First and longest is 'Missile Gap', a story that demonstrates the ability of Science Fiction to operate on the largest scale with ease. Earth has been peeled and pasted onto a vast disc, along with the surfaces of millions of other planets. The cold war continues to cause tension as the superpowers scramble to explore and colonise the new territories, all the while wondering who else is out there. The characterisation and the portrayal of paranoia is brilliant. Despite its length, I whizzed through the story and thoroughly enjoyed every page of it.

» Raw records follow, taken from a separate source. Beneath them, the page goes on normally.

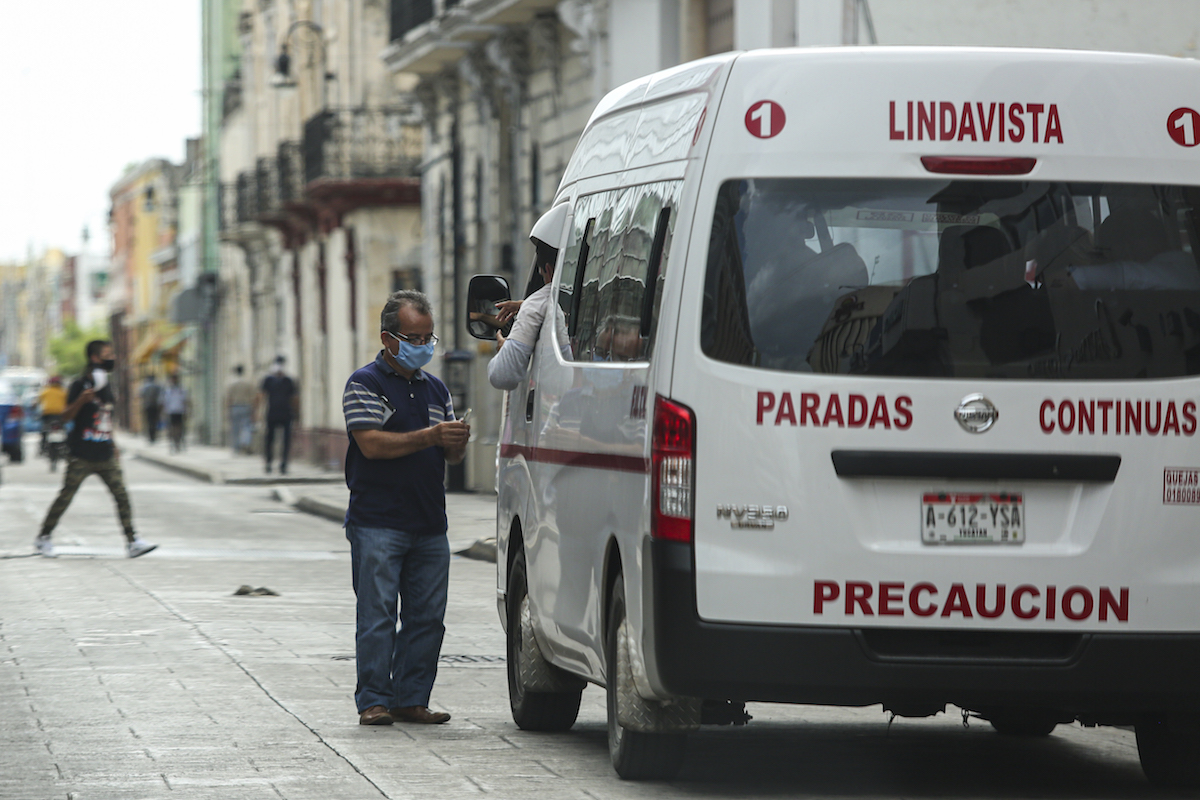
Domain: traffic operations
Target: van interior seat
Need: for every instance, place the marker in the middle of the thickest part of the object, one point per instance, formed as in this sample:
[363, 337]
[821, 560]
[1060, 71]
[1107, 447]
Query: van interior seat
[1133, 234]
[966, 247]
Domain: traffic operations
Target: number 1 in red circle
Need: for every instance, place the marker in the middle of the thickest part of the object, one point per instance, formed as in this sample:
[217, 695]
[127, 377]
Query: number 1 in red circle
[766, 119]
[1183, 126]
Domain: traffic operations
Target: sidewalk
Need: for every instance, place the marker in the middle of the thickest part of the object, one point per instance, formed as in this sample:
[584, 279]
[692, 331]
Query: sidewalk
[306, 487]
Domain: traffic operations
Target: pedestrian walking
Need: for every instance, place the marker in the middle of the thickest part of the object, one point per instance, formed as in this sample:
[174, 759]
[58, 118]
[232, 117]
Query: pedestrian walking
[91, 450]
[175, 404]
[151, 403]
[402, 433]
[281, 408]
[240, 409]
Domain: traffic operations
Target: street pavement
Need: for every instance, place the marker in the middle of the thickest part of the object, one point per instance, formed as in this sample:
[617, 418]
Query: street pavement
[150, 678]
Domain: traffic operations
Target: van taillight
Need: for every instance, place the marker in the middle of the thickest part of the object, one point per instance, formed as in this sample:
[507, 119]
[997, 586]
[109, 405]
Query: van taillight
[671, 457]
[978, 164]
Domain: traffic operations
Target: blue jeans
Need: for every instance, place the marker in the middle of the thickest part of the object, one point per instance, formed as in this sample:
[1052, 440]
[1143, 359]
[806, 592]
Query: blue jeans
[396, 668]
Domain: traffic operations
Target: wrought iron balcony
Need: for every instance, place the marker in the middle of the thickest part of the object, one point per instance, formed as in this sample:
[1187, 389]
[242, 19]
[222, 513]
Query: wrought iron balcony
[247, 197]
[267, 187]
[227, 206]
[349, 144]
[289, 169]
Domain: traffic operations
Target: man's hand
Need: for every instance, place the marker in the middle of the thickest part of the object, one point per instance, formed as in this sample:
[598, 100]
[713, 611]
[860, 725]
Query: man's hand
[453, 434]
[508, 310]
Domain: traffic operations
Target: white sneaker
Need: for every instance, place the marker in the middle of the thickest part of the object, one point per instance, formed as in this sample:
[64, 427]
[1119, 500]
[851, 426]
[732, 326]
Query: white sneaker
[138, 547]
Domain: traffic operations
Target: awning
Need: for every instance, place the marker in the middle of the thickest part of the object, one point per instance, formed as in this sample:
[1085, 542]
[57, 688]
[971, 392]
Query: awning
[145, 348]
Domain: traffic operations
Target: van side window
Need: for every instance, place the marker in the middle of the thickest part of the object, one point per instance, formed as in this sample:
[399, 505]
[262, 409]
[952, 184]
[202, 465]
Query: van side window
[955, 278]
[615, 268]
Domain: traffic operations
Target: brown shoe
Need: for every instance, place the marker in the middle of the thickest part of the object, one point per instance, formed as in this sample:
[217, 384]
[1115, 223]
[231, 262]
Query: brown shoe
[375, 715]
[420, 715]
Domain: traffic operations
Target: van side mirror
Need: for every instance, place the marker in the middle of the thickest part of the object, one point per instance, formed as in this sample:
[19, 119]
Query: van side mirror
[483, 295]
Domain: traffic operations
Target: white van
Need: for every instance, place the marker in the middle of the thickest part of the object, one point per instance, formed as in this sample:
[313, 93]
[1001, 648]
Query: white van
[880, 386]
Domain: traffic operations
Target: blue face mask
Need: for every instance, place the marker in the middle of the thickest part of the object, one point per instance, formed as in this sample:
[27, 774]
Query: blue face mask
[411, 356]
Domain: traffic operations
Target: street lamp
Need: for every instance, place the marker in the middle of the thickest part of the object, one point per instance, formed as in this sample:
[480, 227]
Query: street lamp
[283, 60]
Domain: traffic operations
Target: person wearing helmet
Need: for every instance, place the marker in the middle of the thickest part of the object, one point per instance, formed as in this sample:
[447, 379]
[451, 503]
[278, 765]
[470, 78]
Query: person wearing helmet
[508, 368]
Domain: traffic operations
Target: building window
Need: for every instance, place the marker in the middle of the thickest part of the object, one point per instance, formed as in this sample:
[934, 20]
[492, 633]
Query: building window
[719, 29]
[406, 280]
[407, 14]
[534, 178]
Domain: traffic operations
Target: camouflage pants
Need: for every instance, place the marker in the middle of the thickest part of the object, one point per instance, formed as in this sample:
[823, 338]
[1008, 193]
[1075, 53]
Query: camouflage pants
[79, 469]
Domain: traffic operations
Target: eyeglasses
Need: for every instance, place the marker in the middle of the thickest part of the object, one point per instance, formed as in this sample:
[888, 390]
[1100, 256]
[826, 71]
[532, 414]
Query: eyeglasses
[419, 341]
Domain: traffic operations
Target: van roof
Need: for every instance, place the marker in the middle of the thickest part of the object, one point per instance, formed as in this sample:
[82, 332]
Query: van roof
[695, 76]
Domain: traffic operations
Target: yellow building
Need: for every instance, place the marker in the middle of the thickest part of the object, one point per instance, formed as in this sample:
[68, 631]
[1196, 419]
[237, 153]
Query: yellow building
[144, 271]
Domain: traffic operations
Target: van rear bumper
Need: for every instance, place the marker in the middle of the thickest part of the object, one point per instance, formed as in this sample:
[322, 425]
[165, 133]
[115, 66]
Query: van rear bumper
[1103, 677]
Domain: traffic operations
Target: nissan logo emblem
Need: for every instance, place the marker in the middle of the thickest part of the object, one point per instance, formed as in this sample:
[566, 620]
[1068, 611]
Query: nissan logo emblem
[976, 414]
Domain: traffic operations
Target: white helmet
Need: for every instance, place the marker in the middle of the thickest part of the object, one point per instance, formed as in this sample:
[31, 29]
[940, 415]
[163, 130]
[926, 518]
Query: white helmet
[551, 228]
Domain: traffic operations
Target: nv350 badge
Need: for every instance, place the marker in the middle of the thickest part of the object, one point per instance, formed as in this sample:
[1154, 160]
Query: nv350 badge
[751, 516]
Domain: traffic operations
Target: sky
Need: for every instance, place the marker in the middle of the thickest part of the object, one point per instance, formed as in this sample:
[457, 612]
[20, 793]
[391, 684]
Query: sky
[88, 86]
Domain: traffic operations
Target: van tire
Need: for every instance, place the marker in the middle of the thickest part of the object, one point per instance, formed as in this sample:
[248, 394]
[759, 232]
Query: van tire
[635, 756]
[1023, 722]
[1169, 749]
[534, 710]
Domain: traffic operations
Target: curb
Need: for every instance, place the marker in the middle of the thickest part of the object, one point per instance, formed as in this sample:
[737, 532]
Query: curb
[484, 549]
[208, 475]
[310, 505]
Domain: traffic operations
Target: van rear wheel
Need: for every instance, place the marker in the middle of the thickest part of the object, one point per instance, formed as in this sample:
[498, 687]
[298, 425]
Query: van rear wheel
[1169, 749]
[535, 707]
[1023, 722]
[635, 756]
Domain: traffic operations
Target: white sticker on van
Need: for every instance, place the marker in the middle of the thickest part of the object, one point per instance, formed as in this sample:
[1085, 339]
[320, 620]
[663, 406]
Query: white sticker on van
[1181, 486]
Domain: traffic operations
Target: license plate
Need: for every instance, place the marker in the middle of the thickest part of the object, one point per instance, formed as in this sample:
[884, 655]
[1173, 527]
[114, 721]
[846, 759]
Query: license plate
[972, 518]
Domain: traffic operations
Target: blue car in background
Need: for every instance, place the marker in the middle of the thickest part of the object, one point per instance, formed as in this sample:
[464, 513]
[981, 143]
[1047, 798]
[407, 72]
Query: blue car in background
[11, 421]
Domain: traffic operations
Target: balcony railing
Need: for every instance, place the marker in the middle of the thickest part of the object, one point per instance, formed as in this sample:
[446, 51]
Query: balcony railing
[227, 206]
[247, 197]
[289, 169]
[267, 186]
[361, 143]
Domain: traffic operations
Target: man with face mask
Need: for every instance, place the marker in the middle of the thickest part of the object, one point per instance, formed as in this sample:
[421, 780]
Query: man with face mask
[402, 432]
[91, 450]
[281, 405]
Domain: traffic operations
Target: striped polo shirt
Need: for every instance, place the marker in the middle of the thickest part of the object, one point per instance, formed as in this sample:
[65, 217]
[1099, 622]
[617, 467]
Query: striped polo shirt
[406, 493]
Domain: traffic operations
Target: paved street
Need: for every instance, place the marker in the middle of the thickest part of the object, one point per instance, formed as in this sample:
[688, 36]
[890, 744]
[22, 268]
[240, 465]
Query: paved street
[149, 678]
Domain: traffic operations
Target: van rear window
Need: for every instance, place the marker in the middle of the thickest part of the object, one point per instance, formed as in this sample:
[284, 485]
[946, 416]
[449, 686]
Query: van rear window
[961, 278]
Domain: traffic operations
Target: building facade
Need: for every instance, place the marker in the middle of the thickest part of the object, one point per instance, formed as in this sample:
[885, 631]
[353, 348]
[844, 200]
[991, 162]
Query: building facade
[319, 220]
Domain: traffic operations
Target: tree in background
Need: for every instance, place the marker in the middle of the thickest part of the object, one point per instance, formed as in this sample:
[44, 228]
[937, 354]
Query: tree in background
[67, 348]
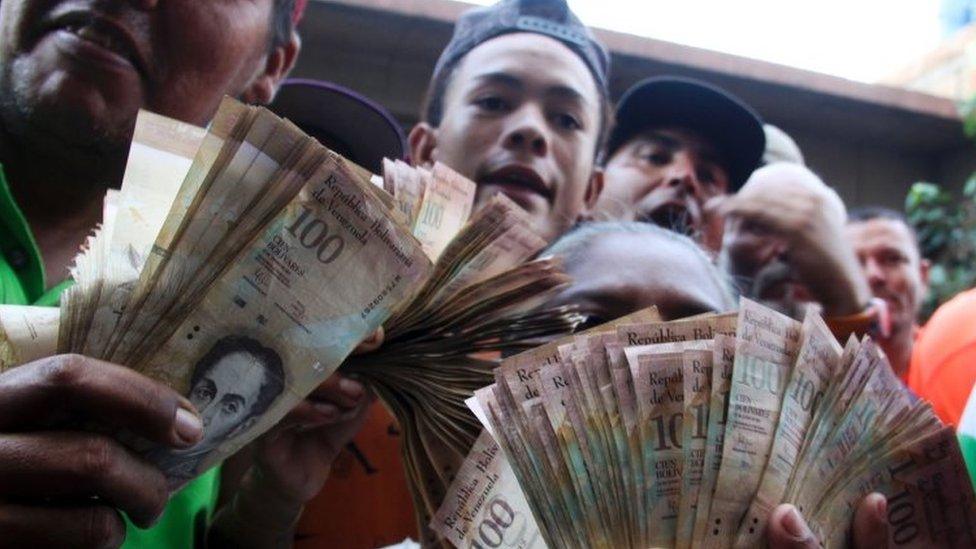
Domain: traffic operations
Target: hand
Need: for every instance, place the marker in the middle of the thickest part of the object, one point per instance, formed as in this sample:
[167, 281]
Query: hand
[290, 464]
[296, 456]
[788, 530]
[795, 205]
[63, 486]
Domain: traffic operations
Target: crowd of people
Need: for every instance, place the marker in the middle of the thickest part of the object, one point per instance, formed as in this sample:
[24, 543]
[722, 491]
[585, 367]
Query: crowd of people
[678, 196]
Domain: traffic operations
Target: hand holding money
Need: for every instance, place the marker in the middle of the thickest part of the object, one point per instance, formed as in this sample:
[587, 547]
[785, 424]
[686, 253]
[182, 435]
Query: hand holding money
[62, 486]
[788, 530]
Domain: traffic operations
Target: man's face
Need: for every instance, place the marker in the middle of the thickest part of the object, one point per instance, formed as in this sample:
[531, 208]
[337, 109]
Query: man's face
[225, 395]
[522, 117]
[620, 273]
[756, 259]
[663, 176]
[893, 267]
[74, 73]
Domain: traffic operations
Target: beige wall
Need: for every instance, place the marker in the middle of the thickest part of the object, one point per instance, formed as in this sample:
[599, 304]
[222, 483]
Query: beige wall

'Rogue Farm' introduces the concept of bio-engineered human agglomerations who absorb like-minded members before blasting off for Jovian orbit. It's a very bizarre idea, but the setting on a remote farm where the locals speak with country accents and hang out in the pub gives it an air of normality. Even the talking sheep dog seems perfectly reasonable. The farmer and his wife both have disturbed backgrounds that give them depth and tie the two disparate ingredients together.
There's a paranoid, secretive backdrop to 'A Colder War', with top secret files and government departments. The Russians and Americans are harbouring secret, alien technology, appropriated through 'Stargate' type devices. One government agent watches on in despair as the whole mess begins to unravel. It's an effective cold war homage to H.P. Lovecraft.
The most enjoyable story of the collection is 'Trunk And Disorderly', a futuristic take on 'Jeeves And Wooster'. Complete with orbital sky-surfing, nefarious scheming and a miniature mammoth, it's a non-stop adventure. The upper-class narrator is as clueless as poor Wooster ever was and manages to get involved in a series of bizarre goings-on while maintaining a stiff upper lip. It's great fun.
The book finishes with the previously unpublished novella 'Palimpsest'. The premise of the tale - immortal guardians of history - has shades of Asimov's 'The End Of Eternity' and Poul Anderson's 'Time Cops', but on a far grander scale. The time span runs to a trillion years and involves stellar engineering on a vast scale. The secretive organisation known as 'The Stasis' controls all, but with an agenda that is at best murky. New recruit Pierce finds himself the centre of attention when attempts are made on his life by other unknown time travellers. Charles Stross expands on the premise of The Stasis, introducing the idea of palimpsests, where history is re-written by interference from other agents, multiple times in some cases. It's a fascinating and complicated story that for me was the highlight of the volume.
If you've not read Charles Stross before then this volume will certainly tempt you to go looking for more. It's an excellent example of the breadth and depth that can be portrayed in stories of all lengths.